Returning to New York
's Town Hall where it debuted in 1974, the four-hour cycle was performed in a single evening on Saturday, October 27, requiring a certain amount of stamina on the part of the audience. The twelve parts were broken into four three-part sets, each lasting 45 minutes. A 75-minute dinner break followed the performance of "Parts 4, 5 and 6," and the entire evening ran from six pm until nearly eleven.
As with so much of the music Philip Glass composed in the 1970's, Music in Twelve Parts
can be hypnotic, mesmerizing, haunting and energizing all at once. Repetitive keyboard patterns laid down a bed of sonic purity that the vocalist and other instruments slipped in and out of, gliding in luminous, silken musical meditation.

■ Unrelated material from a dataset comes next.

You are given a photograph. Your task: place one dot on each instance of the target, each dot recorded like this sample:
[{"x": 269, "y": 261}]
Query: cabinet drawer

A wholeness, or holiness, was palpable in Glass's work from this period that can leave the listener breathless, in awe and begging for more.
There was, of course, a certain irony to such an extended piece of music from a composer known for minimalism, but Glass called Music in Twelve Parts
the end of his minimalism, preferring to describe it in terms of repetitive structures. Music in Twelve Parts
was influenced by his time in India, with patterns that change slightly from one cycle to the next but evolve to a much larger degree over the full piece.
Originally conceived as an "open score" that could be played by different combinations of musicians, the instrumentation has become firm, with three winds (flutes and saxophones), three keyboards and vocals. Soprano Lisa Bielawa has performed with the Philip Glass Ensemble since 1992. Joining her were keyboardist and music director Michael Riesman, keyboardist Mick Rossi
and Jonathan Gibson
, Peter Hess
and Andrew Sterman
on woodwinds. For this special performance at Town Hall, Glass played the same Farfisa organ he used on stage for the work's premier in 1974.
Philip Glass has had a remarkable career, influencing classical and jazz musicians as well as popular artists such as David Bowie
and Brian Eno
. His performance of Music in Twelve Parts
, presented by Town Hall and produced by Pomegranate Arts, also showed that he remains, at age 81, an energetic performer.